Washington’s defense, which entered the game as the league’s best against the pass, held to its plan of pressuring Jones incessantly and did enough to keep the game within grasp. Jones was sacked five times, including once by Tim Settle on a second and long at Washington’s 32-yard line in the third quarter. New York settled for a field goal two plays later to take a 23-10 lead.

Smith, meanwhile, continued to build on his connection with Sims, finding him for a 33-yard completion en route to a fourth-quarter field goal before going deep again, this time to Washington’s lead receiver.

McLaurin, a second-year wideout who was voted a team captain last week, turned Smith’s pass up the middle into a 68-yard touchdown after breaking through a couple of tackles and speeding past a pair of Giants defenders for a touchdown. McLaurin and Sims both had more than 100 yards — 115 and 110, respectively — in the loss.

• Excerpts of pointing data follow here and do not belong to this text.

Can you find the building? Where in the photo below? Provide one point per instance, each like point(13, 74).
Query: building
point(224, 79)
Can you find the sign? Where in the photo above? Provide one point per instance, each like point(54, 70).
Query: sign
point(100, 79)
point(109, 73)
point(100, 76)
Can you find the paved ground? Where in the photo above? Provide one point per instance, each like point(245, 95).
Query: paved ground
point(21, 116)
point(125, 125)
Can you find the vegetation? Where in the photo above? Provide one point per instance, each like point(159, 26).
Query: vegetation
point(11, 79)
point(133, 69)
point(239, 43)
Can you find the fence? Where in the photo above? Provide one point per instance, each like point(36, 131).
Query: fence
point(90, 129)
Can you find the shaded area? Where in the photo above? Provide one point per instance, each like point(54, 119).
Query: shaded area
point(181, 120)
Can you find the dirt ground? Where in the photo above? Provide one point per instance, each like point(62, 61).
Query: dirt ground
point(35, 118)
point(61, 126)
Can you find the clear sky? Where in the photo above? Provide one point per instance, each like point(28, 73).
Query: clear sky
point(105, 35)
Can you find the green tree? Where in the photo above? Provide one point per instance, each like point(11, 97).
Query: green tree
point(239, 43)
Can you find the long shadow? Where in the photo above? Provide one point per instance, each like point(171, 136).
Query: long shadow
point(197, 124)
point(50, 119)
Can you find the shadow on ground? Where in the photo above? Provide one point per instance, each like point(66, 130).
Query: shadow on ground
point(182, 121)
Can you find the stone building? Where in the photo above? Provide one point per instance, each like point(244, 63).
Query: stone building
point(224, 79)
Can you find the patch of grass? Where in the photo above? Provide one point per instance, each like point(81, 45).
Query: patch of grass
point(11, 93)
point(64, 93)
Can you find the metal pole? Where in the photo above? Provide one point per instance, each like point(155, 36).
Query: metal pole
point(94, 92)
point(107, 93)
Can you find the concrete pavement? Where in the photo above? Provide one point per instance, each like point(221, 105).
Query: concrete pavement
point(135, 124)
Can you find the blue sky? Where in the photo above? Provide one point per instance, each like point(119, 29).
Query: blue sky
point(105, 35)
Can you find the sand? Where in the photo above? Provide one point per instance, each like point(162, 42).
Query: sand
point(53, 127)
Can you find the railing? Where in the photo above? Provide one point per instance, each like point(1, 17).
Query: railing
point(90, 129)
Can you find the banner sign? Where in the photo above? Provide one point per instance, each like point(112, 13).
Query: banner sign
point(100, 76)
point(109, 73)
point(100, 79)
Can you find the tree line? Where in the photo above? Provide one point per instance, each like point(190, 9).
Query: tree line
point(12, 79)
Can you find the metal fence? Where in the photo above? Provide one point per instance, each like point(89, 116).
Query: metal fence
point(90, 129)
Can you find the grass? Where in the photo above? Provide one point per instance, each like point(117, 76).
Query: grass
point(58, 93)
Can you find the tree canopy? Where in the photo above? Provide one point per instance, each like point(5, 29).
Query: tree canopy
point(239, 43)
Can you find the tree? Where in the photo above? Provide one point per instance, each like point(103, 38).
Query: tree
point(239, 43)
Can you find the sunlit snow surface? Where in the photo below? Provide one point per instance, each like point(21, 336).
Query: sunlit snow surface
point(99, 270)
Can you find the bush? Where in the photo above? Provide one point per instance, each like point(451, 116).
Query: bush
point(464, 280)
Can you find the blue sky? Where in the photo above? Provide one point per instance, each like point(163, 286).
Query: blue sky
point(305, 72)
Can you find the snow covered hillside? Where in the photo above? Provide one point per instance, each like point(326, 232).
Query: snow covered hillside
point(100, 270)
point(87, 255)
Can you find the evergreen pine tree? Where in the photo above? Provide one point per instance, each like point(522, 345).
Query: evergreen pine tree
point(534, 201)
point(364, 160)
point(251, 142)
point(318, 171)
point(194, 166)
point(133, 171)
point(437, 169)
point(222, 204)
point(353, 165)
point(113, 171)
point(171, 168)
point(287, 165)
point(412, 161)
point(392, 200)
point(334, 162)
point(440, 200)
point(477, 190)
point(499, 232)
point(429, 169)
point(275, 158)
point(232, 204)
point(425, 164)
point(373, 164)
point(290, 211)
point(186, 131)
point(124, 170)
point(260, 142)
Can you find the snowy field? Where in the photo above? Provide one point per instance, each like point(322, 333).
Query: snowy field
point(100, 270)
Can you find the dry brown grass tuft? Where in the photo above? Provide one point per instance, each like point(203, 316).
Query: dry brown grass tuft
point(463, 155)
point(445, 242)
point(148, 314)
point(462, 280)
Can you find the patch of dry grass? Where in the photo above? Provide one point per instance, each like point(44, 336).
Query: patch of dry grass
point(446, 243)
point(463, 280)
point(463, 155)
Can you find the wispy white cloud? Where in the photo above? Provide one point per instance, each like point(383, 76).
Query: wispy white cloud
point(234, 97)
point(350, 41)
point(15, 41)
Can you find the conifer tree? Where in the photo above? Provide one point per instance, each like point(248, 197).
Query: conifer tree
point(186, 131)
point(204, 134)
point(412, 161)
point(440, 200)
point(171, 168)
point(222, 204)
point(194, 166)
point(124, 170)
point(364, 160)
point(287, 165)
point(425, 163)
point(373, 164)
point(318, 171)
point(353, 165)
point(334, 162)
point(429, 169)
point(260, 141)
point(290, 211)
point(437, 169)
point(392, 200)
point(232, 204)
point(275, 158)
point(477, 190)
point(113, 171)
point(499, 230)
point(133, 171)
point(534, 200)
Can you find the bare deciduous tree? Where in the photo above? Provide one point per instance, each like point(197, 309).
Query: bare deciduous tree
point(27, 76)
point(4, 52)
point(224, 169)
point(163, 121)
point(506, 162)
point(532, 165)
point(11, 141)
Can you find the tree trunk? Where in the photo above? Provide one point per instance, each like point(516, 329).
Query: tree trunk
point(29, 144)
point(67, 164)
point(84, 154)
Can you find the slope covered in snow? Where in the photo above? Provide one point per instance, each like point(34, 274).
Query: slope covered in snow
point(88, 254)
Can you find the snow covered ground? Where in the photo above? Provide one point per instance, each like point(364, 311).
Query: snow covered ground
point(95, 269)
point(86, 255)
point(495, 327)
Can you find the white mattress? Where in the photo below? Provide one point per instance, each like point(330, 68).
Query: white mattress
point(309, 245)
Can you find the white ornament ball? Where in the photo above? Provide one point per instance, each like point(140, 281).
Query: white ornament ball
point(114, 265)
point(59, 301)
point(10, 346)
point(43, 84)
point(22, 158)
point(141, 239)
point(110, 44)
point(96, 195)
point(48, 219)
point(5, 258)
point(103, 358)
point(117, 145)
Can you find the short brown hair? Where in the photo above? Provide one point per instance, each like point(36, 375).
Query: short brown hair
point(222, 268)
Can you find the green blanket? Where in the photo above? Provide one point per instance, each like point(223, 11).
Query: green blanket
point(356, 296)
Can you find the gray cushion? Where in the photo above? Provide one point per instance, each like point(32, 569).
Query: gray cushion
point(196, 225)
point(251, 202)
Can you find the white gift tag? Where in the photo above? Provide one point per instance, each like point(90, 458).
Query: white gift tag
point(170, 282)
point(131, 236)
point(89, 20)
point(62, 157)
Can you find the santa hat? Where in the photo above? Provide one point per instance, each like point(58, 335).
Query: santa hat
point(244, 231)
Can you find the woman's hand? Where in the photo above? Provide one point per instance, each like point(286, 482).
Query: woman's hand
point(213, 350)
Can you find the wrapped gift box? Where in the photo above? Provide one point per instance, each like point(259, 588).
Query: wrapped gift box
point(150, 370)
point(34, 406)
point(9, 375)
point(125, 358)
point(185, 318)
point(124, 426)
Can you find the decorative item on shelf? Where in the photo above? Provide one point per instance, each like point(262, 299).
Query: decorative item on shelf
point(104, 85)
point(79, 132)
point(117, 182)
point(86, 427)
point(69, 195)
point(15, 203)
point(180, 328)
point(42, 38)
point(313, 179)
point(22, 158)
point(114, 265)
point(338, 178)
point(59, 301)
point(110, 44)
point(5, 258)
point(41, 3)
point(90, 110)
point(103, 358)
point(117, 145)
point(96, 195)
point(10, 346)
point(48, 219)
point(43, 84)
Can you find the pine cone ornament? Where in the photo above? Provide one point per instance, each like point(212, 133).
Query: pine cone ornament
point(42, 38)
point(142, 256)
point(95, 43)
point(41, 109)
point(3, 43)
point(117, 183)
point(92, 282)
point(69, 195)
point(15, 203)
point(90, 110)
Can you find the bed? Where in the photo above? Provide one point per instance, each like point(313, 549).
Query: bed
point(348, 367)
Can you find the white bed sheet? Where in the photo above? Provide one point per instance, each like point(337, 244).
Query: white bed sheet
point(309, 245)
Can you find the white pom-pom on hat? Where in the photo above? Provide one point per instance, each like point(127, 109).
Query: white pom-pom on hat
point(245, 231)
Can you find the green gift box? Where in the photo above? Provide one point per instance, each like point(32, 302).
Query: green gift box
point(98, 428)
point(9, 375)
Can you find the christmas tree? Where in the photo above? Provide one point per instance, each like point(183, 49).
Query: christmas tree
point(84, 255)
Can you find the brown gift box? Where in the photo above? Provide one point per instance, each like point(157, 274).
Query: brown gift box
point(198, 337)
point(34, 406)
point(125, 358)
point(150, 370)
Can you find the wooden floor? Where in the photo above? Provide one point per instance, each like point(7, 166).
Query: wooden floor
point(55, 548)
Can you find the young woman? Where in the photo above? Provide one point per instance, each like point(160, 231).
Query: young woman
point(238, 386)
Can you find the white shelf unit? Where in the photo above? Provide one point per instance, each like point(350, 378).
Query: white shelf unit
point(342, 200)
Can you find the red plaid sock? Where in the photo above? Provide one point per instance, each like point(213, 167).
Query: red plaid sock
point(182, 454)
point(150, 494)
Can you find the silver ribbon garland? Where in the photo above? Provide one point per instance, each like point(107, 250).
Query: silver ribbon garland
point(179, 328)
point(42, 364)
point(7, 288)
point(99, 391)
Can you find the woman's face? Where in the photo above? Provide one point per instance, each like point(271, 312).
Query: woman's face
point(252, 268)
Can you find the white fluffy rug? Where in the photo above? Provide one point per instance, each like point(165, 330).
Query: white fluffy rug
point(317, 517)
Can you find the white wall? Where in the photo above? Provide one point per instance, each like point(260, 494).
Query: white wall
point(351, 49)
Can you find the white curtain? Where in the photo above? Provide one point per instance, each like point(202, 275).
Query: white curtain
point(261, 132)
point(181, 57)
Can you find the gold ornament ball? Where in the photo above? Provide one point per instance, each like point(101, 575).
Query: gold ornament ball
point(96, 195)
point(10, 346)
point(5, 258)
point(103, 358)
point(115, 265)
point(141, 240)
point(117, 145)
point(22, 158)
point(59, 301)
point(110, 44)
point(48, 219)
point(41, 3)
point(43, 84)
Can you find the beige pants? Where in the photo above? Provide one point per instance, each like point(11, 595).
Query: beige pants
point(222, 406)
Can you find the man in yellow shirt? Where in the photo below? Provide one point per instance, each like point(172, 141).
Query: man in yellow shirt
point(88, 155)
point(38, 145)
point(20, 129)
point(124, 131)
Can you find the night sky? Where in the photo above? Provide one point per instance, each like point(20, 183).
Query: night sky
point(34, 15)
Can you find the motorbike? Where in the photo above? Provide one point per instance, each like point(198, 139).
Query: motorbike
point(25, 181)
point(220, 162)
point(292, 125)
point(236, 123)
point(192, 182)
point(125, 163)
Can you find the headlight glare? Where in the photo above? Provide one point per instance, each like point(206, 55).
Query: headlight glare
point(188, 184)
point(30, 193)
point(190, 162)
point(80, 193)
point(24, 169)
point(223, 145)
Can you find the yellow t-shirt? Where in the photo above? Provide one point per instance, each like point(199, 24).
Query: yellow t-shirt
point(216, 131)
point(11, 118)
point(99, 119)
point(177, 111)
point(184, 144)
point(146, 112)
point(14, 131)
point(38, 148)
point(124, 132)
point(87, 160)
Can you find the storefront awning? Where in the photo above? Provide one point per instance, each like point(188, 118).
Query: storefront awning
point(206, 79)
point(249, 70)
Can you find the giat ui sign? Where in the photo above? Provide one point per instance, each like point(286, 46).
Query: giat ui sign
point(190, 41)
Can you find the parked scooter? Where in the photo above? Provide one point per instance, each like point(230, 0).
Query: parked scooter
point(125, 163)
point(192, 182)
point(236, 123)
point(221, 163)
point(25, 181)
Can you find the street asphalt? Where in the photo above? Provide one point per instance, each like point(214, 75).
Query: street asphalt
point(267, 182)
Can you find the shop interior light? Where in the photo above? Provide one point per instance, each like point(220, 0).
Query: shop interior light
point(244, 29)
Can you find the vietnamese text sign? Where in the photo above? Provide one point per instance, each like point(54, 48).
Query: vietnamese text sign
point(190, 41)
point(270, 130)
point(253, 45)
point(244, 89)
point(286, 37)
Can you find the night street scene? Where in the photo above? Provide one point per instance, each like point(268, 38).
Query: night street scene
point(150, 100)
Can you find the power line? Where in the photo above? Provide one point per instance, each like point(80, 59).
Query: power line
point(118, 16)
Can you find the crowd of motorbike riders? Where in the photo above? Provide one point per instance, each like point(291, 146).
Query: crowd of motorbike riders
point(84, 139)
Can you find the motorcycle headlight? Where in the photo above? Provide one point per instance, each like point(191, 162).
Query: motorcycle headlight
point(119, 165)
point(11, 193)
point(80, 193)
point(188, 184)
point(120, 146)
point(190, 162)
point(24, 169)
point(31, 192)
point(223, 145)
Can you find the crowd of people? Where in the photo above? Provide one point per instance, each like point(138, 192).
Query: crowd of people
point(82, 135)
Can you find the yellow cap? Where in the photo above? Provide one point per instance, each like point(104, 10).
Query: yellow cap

The touchdown — Smith’s first since his injury — pulled Washington within three points of New York’s lead with more than 10 minutes remaining in the fourth.

“It always feels good to throw a touchdown,” Smith said. “It had been a really long time. I didn’t do much on that one. Terry obviously helped me out and made an amazing play.”

But any enjoyment ended there. Smith — with a chance to put Washington at least in field goal range — was intercepted on a third and 10 at the New York 40-yard line. Washington’s defense gave its offense one more chance after a third-down sack by rookie safety Kam Curl on a blitz. But again the opportunity was spoiled by a turnover; Smith was intercepted a third and final time, deep in his team’s own territory.

“We had a chance without those two,” he said. “The second one is the one that really hurts, you know? I felt like we were rolling, moving the ball and really had them on their heels. … The last one, two minute, you are trying to make a play. I just felt like I was late. … I obviously feel I’m better than that and certainly capable of making that play. You can’t throw it late over the middle. That’s quarterbacking 101.”

Still, Rivera said he came away pleased by Smith’s play. With Allen out, the veteran will start next week at the Detroit Lions, and Dwayne Haskins, the first-round pick who was demoted to third string, will be elevated to backup.

Where that leaves Washington, a team both rebuilding and fighting for the NFC East crown, is unknown.

“We’ve got a few more games going forward that we’ve got to play in and see exactly who we are as this thing unfolds,” Rivera said. “The nice thing about it is … the division is still up for grabs. We’ll see what happens.”